Great LezBritain: “Lip Service” Recap – Season 2, Episode 4

Sadie is settling her hotel bill by a very surly receptionist who gives her a look of judgment, knowing that this room was rented by the hour not by the night.

Tess is alone with Nora’s bottle of champagne looking at a flyer for a Roller Derby. She has the brilliant idea of inviting Lexy to come rollerskating with her, because of course that’s how all love stories begin, with rollerskates and broken noses. She fishes out her old skates from under her bed and gets practicing with very little success. She is on her back and wobbling like a very precarious one more than gliding on her feet.

Lee: Remember I nearly joined a roller derby team? I was going to be Lee-Thal Weapon.
Sarah: Until you realised that face elbowing was allowed.
Lee: If I’m honest, I just wanted the outfit and the name.
Sarah: I liked you in the outfit.

Lexy and Sam are having breakfast together after yet another jog around the Weege. Sam tells her that her little grey cells have been spinning over Lexy’s recent strange happenings and tells her that keeping a diary of everything is the way forward. Lexy thinks this may be taking the situation a little bit too seriously. She is more concerned about Sam’s panic attacks but Sam is a very tightlipped individual and doth not like to show a weakness so she shrugs it off and announces that she’s getting herself a Danish to end the conversation. Look at these two all worried about each other. The relationship has planted some proper seeds now. Seeds of love, we hope. Oh, we did not even know that we really hoped that until we just typed it. Interesting.

Lexy is home and Tess is ready, lounging with a magazine in the kitchen with her assets very much on show. She shuffles into the hall to meet Lexy who does not give them a glance, but this does not perturb Tess as she has a plan.

Tess: I was just reading an article in The List (Scotland’s going out bible) about skateboarding. Not that I am into skateboarding. Anyway, anyway there was an advert for a roller disco, which I was pretty good at back in the day – could go backwards and everything. Anyway, um it’s on tonight.
Lexy: Yeah? Sounds cool.
Tess: Brilliant.

So just like that, Tess believes stage one has been reached. However it is plain to the observer that Lexy was not really paying attention. Just then Sadie comes out of the bathroom with a very large towel turban on her head. Lexy asks if getting her article published is going well.

Sadie: I suppose it will when she’s [Lauren] read it.

Tess and Lexy exchange knowing glances to each other.

Lexy is with Gay Stud at the hospital.

Sarah: Whenever Lexy or Gay Stud are on a ward, I’ve never seen them without the other one. They’re like Cannon and Ball of the medical world.
Lee: Cannon and Ball?

Bea has somehow sorted her life out and is free that evening so Lexy invites her over to her place. This is all very casual and Lexy is delighted that the no strings are clearly visible again, so to speak.

Tess and Hipflask are back in the rehearsal fold bitching about their lives and the general misery of it. Hipflask has just been given access to his and his ex-wife’s dog at weekends. This does not satisfy him one jot because he believes this will lead to her and Thomas Delaware being able to hot foot it to various romantic weekend citybreak destinations and he is preparing for a battle.

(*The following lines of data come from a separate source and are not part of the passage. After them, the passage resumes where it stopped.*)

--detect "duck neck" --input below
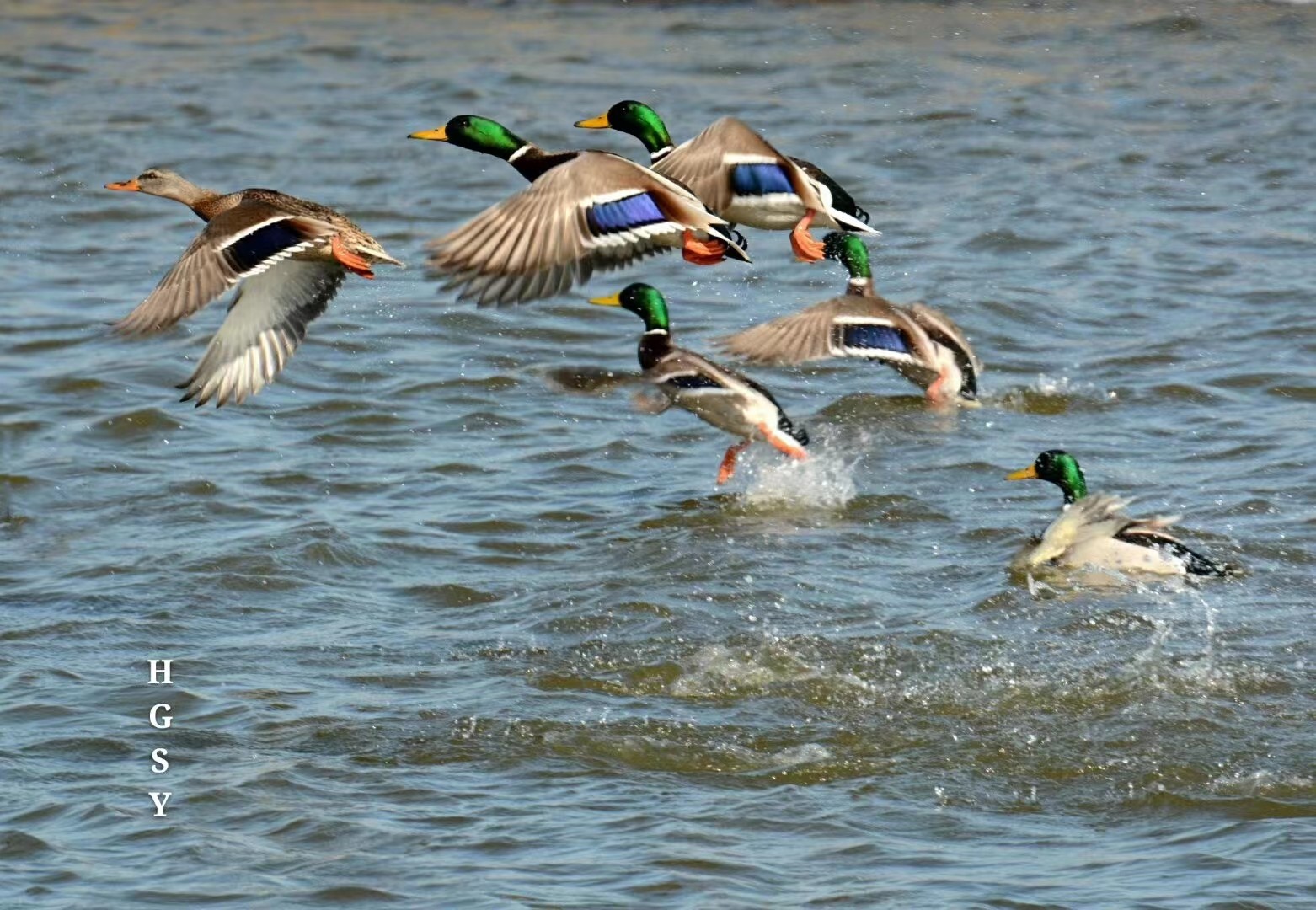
[625,107,674,164]
[506,142,579,183]
[150,178,227,222]
[639,325,671,370]
[189,187,229,222]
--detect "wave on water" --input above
[981,374,1119,414]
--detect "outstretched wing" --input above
[115,201,338,335]
[719,295,933,367]
[179,260,347,407]
[654,117,822,215]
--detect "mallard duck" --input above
[590,283,810,484]
[720,232,982,403]
[409,115,749,306]
[1005,449,1234,575]
[576,101,878,262]
[105,167,401,407]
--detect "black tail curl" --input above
[777,414,810,445]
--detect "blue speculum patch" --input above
[224,222,305,273]
[731,164,794,196]
[841,325,909,354]
[586,192,667,234]
[667,375,717,388]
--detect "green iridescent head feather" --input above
[590,281,670,332]
[822,231,873,278]
[1005,449,1087,503]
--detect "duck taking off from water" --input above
[105,167,401,407]
[1005,449,1236,575]
[720,232,983,404]
[576,101,878,262]
[408,115,749,306]
[590,283,810,484]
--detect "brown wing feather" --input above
[908,302,983,374]
[719,295,933,363]
[654,117,822,213]
[115,201,338,335]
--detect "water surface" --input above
[0,2,1316,907]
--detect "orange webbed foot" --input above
[717,440,749,486]
[791,214,825,262]
[329,234,375,278]
[681,229,726,266]
[758,424,810,461]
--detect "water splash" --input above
[745,428,869,508]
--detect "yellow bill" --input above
[407,124,447,142]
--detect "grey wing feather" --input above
[654,117,822,215]
[909,302,983,375]
[429,152,721,306]
[179,260,347,407]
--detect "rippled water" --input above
[0,2,1316,907]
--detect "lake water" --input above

Hipflask: [looking at Nora entering] And if that one cuts up rough today she can have a piece of me too.

However Nora has flown in with a personality makeover as she gives both Tess and Hipflask a compliment, much to their obvious delight.

Sarah: Did Nora just need a massive shag to sort out her personality?
Lee: That is sometimes all a person needs.

Sadie is back at her day job looking like a French Fancy with her hat on trying to remember the cheeses on her trolley. It’s clear that her desire to learn the cheese board is about as strong and real as a Dairylea triangle.

Head Honcho: This restaurant is famous for its cheese board and there are plenty of genuine cheese enthusiasts out there who would give anything for this job.
Sadie: I know, I am sorry… I just really, really need the loo.

Lee: I would genuinely love this job. They could pay me in cheese.
Sarah: I couldn’t wear that hat, not even for cheese.

Sadie really did need the loo – as a location for a line of coke. At this point, we’d like to tell the Americans that coke-tooting in the toilets of the workplace is not quite as prolific as this show would have you believe. But let’s all just remember that this is television.

The cocaine turns out to be the very thing to unlock the part of Sadie’s brain labeled “Cheese knowledge” and she revisits her trolley with a splendid acquaintance of all things Stinky Bishop, Brie, Cheddar. Unfortunately our little cheese porn moment is interrupted by Sadie being accosted by a table of pushy men who suggest she and her girlfriend meet them later for sleazy times. She rebukes them with class and utter disdain. This riles them and they complain that the wine is corked. Sadie takes a long swig straight from their bottle and calmly tells him it is not. Once again, we wish Sadie was our friend. A friend that doesn’t have keys to our house.